Last, it’s worth noting that at least part of the move toward the suburbs is coming from city dwellers who are fortunate enough to also have properties in the suburbs. In those cases, a shift in residence is temporary and more likely to be reversed. UBS believes strongly that upon the availability of a vaccine, the elimination of social distancing mandates, and the safe return to normal activity, large cities will see a substantial return of residents.
Evidence of Structural Shifts and Long-Term Commercial Real Estate Trends
While many things remain in flux, it’s safe to say that the gravity of this global pandemic will leave behind some permanent changes. On that list, an important item of consideration is the evolution of office space and long-term commercial real estate trends. In an earlier report, UBS took the position that the US office real estate market is far from dead. Still, it’s likely that a number of companies will phase in to the use of office space, and make remote working a more permanent part of their routines.
If more people are unattached from a physical office, permanent trends in the market are sure to arise. Some employees will choose to work remotely full time, and position themselves in suburban locations, especially in cities like New York and San Francisco where living costs are particularly high.
Furthermore, many residential areas have more favorable living conditions when it comes to cost of living, taxes, and business regulation. For small businesses trying to recover from the economic turmoil, the offerings of such areas are all the more important.
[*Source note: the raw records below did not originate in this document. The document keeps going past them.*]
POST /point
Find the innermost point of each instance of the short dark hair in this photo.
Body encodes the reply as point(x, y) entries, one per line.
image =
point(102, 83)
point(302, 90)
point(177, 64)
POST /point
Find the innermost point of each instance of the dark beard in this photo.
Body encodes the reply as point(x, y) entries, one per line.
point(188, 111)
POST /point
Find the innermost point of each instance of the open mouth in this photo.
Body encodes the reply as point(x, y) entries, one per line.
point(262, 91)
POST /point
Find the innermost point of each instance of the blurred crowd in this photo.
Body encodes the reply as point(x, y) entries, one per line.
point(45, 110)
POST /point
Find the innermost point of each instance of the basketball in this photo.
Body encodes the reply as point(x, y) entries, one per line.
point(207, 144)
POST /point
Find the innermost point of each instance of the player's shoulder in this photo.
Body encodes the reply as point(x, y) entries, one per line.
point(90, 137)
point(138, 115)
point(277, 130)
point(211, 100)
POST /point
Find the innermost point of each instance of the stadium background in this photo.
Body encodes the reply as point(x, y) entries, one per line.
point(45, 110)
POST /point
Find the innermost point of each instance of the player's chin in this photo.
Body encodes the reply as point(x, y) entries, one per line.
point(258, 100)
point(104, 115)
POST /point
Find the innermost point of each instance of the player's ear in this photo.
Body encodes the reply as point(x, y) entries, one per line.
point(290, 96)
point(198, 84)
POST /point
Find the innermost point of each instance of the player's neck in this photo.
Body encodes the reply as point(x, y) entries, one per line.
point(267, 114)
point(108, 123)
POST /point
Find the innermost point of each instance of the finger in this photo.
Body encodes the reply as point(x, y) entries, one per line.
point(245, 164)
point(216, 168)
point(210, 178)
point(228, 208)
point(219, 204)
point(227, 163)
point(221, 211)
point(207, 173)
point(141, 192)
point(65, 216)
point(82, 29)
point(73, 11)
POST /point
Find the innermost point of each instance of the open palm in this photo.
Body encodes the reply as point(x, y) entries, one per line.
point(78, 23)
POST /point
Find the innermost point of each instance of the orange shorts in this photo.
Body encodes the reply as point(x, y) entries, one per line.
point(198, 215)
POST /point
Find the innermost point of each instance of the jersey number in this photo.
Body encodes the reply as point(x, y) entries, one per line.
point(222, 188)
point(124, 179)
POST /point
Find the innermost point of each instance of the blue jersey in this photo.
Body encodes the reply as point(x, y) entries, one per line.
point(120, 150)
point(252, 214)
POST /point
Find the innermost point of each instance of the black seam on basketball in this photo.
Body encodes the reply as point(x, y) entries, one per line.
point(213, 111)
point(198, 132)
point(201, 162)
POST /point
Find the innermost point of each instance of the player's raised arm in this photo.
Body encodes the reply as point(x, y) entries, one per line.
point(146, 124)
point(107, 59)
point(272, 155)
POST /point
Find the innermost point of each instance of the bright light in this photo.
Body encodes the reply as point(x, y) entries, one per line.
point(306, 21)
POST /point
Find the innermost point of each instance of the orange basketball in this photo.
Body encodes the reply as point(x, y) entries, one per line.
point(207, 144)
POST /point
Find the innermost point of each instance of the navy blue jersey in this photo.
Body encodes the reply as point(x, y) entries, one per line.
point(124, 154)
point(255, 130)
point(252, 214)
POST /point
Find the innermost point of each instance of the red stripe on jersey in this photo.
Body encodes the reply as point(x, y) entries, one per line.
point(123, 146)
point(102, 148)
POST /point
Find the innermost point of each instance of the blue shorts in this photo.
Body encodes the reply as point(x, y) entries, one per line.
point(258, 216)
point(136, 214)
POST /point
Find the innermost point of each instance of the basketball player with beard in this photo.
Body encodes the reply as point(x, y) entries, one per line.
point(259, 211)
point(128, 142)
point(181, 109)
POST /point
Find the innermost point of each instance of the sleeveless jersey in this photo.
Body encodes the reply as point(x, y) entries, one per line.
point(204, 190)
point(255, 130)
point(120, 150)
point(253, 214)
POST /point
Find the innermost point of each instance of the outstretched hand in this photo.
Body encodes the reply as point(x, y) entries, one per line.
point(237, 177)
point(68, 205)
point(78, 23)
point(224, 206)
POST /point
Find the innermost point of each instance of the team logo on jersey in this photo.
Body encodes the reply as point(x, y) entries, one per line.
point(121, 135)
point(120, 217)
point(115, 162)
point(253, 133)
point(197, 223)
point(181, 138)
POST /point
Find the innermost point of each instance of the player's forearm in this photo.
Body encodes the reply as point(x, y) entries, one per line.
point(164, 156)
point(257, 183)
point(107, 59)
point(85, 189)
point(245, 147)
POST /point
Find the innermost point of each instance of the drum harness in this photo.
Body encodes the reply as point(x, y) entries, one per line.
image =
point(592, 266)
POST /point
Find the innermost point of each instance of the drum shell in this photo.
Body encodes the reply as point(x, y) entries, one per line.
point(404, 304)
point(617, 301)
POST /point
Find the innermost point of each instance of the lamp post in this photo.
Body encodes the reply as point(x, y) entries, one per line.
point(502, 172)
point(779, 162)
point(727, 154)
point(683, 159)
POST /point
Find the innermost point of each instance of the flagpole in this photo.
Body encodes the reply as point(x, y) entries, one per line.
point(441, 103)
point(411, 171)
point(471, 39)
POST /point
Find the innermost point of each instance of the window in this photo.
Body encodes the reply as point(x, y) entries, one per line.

This could cause the interstate migration (a structural trend already underway) to pick up pace.
Real Estate Forecast 2020: Short-Term Flips and Long-Term Holds
Every real estate investor needs to determine for themselves whether something is a short-term adjustment or a long-term shift. Any 2020 real estate predictions that I might make look at these two types of real estate market trends and make decisions that conform based on whether they are cyclical or structural.
Amid the backdrop of the COVID-induced urban exodus, someone who wants to flip distressed property in the currently-more-desirable suburbs probably has a more immediate window for strong profits, while the long-term investor can scoop up some city bargains that may not see immediate appreciation but will probably do very well when viewed on a longer time horizon.
If there’s anything I’ve learned from my real estate investments, it’s that there are almost always additional factors to take into consideration. Every market is unique, and timing is a vital factor in every sale. For that reason, and because this is a story of particular importance, I’ll continue to dig into the data and follow the market closely—I hope you’ll continue to join me.